Gambia not yet safe for Jammeh and Cohorts
It is more than 13 months when former Gambia strongman, Yahaya Jammeh and deposed and forced to exile. But it is no yet time for the former Gambian ruler to return from exile.
Jammeh tested the waters on over the weekend when his two Generals stepped into Gambia. The result was a red alert. Military authorities in Gambia arrested the two Jammeh’s generals.
It took the intervention of African leaders for the former dictator to accept electoral defeat. Gambia’s current President Adama Barrow was sworn in a year ago as a West African regional intervention force closed in on the capital Banjul. He fled to Equatorial Guinea.
Umpa Mendy, Jammeh’s principal protection officer, and the former head of the State Guards Battalion Ansumana Tamba had both accompanied the former leader into exile. But the army statement said they flew back into Gambia on Sunday.

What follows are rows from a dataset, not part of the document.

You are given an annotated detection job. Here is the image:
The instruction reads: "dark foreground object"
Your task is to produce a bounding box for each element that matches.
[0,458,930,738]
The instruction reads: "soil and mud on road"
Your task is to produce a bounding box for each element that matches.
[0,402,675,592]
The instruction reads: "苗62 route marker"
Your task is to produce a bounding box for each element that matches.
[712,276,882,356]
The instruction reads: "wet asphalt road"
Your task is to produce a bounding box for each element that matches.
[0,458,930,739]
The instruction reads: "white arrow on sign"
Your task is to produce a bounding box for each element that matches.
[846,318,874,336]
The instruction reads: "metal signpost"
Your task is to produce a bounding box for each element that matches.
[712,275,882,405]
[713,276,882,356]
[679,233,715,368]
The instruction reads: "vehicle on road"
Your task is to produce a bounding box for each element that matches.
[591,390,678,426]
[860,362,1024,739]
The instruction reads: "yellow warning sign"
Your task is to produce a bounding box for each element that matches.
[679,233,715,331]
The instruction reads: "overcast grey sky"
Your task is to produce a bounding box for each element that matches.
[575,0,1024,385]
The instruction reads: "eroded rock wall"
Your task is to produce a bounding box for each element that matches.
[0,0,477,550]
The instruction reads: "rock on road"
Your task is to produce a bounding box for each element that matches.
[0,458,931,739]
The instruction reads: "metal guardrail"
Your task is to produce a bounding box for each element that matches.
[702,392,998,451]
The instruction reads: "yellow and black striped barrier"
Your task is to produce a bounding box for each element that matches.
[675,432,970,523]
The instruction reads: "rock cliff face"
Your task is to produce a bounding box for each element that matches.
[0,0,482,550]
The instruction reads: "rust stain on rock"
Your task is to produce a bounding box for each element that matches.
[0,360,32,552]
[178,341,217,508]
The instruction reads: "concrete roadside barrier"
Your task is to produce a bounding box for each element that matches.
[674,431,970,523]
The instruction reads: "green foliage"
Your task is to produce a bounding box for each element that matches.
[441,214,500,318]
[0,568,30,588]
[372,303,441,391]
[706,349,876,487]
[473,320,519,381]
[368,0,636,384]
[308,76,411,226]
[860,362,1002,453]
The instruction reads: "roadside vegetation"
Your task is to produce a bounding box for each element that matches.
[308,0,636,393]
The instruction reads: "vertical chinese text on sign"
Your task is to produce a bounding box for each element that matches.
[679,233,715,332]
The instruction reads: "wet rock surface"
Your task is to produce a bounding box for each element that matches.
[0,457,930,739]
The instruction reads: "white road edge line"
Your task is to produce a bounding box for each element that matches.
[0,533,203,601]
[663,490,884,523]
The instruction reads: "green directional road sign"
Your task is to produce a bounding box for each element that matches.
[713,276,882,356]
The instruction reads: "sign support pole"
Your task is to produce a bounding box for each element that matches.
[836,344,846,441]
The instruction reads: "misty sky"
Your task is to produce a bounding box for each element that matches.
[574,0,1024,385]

“They were arrested at their respective homes … and are currently detained at the Yundum Military Barracks, where they are helping the military police with their investigations,” the statement said.
It did not say why the two men returned to Gambia or on what charges they had been arrested.
Barrow is seeking to assert control following the end of 22 years of Jammeh’s authoritarian rule under which the military served as a key pillar of a regime notorious for jailing and torturing political opponents.
The new government has replaced or dismissed a number of senior military officers, some of them suspected of being members of a group called the Jungulars, which many Gambians say carried out killings on behalf of the government.
But the VoA reports that the army still contains many former supporters of the ex-president. Barrow’s allies have repeatedly warned of the possibility that exiled officers were working to undermine the new government from abroad.